Ieri in Calabria abbiamo perso tutti!
La vittoria di Occhiuto era scritta dal giorno delle sue dimissioni.
Deve ancora nascere chi in politica rinuncia ad una poltrona senza averne certezza di un altra e, lui, sapeva che non l’avrebbe mai persa, anche se si fosse presentato Gesù Cristo da avversario.
Occhiuto è un politico di professione, l’altro, no e i miracoli sono gratis mentre in politica, invece, tutto ha un prezzo.
Chi vive in Calabria e, soprattutto, chi ne è andato via, conosce perfettamente la dinamica della politica locale, dal più piccolo del paese, da Acri, il mio, sino a Reggio: tu mi dai, io ti do!
Il merito, il curriculum, l’onestà, la moralità non hanno titolo, la regola è una e non è vincolata alla promessa del programma elettorale ma ad altra promessa, dogmatica: tu mi dai, chiunque io sia, io ti do, chiunque tu sia.
Più di qualcuno, tra ieri e, soprattutto, oggi, ad urne spogliate dai calcoli attesi, ha scritto sui social, riferendosi al mio paese “non puoi dissentire dal non votare, rischi di avere ripercussioni!”, invitando alla resilienza, a dire “no!”
Si chiama gestione del consenso, in Calabria si usa così, ad ogni cabina elettorale c’è un palo, sono i suoi occhi “lui, ti sta vedendo, attento a come voti!” e vale per Forza Italia e anche per chi si professa un figlio della sinistra, anche se, forse, ha confuso il braccio da mostrare, anche se, forse, adesso che ha perso, perché qualcuno lo ha tradito, starà forse già preparando gli inviti per l’ultima cena ma non porgerà l’altra guancia, anche se si presenterà Gesù Cristo.
Ieri in Calabria non ha perso o vinto il merito, ha trionfato il metodo, la certezza del voto da chi ha bisogno, la povertà della pancia.
Occhiuto, il suo partito, la coalizione era già al timone della Regione e a chi ne ha messo in dubbio la legittimità del comando ha mandato a dire “comanda il popolo!” e più non dimandare.
L’indizione di nuove elezioni di chi da indagato si ricandida e viene eletto a furor di popolo, sono il manifesto peggiore della democrazia perché ne trae ogni vantaggio in ordine ai principi scritti che legittimano il voto, rifuggendone il principale, mai scritto, che è l’onore candido della candidatura e, forse, non è solo un gioco di parole.
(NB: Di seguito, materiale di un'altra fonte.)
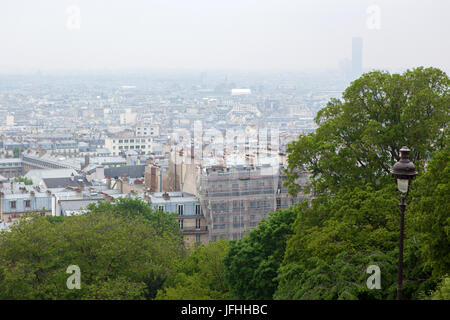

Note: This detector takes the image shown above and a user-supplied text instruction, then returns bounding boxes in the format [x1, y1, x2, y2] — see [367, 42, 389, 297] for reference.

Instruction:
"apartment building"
[105, 136, 155, 156]
[135, 124, 160, 137]
[0, 182, 52, 222]
[148, 192, 209, 246]
[198, 165, 305, 241]
[0, 158, 24, 178]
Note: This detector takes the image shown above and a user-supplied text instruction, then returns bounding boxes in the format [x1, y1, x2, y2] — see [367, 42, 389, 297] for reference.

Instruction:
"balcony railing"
[182, 226, 208, 233]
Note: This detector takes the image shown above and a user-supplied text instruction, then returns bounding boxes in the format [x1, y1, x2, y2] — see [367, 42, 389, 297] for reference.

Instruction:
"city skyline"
[0, 0, 450, 73]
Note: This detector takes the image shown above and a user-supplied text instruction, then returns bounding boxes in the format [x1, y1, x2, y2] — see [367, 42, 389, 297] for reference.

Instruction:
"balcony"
[182, 226, 208, 234]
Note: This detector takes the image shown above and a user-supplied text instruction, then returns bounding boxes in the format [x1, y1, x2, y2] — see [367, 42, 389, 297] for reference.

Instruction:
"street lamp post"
[392, 147, 417, 300]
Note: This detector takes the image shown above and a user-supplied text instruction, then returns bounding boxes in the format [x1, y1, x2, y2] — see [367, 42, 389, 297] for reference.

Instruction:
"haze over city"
[0, 0, 450, 73]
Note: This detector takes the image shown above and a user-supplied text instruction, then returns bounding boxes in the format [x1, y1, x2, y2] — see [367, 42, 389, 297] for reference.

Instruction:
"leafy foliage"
[224, 208, 296, 299]
[156, 241, 231, 300]
[0, 202, 183, 299]
[287, 67, 450, 194]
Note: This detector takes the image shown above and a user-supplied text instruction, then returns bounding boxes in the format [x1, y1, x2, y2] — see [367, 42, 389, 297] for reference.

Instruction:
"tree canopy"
[287, 67, 450, 194]
[0, 200, 184, 299]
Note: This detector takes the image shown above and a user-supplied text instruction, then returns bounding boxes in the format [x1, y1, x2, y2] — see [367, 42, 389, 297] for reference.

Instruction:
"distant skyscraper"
[352, 37, 362, 80]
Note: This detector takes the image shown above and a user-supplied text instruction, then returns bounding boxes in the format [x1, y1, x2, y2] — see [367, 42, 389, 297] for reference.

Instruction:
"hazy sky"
[0, 0, 450, 72]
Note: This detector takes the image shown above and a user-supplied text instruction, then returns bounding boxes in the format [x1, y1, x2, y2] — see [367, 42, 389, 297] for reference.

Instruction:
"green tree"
[275, 68, 450, 299]
[88, 198, 183, 241]
[406, 144, 450, 281]
[0, 204, 183, 299]
[224, 207, 296, 300]
[275, 183, 429, 299]
[156, 241, 231, 300]
[287, 67, 450, 194]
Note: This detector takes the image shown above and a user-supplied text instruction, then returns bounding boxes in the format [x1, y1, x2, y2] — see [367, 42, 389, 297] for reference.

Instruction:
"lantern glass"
[397, 179, 409, 193]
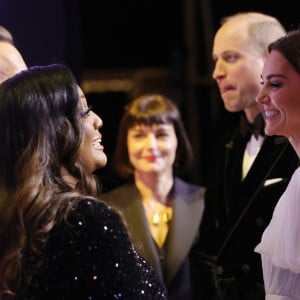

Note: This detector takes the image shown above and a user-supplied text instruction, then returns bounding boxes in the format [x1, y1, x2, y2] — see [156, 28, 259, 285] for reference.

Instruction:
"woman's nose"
[94, 113, 103, 129]
[255, 89, 270, 104]
[212, 60, 226, 80]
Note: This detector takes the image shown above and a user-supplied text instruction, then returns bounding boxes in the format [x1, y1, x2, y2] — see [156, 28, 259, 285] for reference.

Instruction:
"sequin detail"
[17, 200, 167, 300]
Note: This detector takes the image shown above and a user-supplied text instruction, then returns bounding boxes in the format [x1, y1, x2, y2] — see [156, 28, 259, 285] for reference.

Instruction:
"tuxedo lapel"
[166, 179, 204, 283]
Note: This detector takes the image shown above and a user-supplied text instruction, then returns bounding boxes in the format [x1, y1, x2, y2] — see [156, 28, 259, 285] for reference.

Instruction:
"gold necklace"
[144, 201, 173, 247]
[150, 207, 172, 226]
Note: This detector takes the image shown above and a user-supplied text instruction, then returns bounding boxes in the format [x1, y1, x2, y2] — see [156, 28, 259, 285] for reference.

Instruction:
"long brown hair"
[0, 65, 97, 300]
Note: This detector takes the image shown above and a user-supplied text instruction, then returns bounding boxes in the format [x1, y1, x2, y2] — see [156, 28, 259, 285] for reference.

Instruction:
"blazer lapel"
[165, 179, 204, 283]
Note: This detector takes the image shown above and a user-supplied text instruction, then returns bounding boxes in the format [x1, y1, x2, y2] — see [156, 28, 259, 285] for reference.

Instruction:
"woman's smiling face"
[78, 87, 107, 173]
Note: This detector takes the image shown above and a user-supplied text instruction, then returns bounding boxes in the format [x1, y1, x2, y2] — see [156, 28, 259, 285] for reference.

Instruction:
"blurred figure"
[256, 30, 300, 300]
[0, 26, 27, 83]
[200, 12, 298, 300]
[0, 25, 14, 45]
[101, 94, 204, 300]
[0, 65, 166, 300]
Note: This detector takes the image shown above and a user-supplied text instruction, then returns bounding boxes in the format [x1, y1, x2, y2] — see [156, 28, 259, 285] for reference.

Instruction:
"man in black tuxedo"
[199, 12, 298, 300]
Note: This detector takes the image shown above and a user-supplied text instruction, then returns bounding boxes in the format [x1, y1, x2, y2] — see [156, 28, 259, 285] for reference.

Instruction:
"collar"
[240, 114, 265, 139]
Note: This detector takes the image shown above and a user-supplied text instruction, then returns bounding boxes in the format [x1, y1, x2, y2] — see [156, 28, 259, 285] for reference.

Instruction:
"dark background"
[0, 0, 300, 188]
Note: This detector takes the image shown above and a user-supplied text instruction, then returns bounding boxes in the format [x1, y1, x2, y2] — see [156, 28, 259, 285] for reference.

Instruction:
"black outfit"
[16, 199, 166, 300]
[101, 178, 205, 300]
[198, 115, 298, 300]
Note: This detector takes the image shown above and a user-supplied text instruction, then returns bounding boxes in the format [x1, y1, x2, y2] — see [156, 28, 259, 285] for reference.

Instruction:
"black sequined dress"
[17, 199, 167, 300]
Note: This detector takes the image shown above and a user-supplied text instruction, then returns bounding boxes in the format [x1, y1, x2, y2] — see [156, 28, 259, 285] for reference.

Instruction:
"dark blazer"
[100, 178, 205, 300]
[200, 123, 298, 300]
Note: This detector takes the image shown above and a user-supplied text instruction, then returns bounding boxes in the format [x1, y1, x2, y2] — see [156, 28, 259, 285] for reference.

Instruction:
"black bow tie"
[240, 114, 265, 138]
La metà dei calabresi, purtroppo, è rimasta sull’Aventino, anzi, sull’Aspromonte perché rende più scenografica l’idea di tenere ancora sotto sequestro la propria coscienza, il riscatto è sempre lo stesso, pretende che la Politica sia intesa e servita nella sua accezione d’origine, al servizio dei cittadini, un’altra povera Flottila d’illusi e derisi.
Chi conosce la Calabria lo sa, l’Aspromonte è una terra bellissima ma tutto può diventare relativo, dipende da come si vuole narrare la storia e cambiarne la lezione, io, ieri, l’ho scritta così.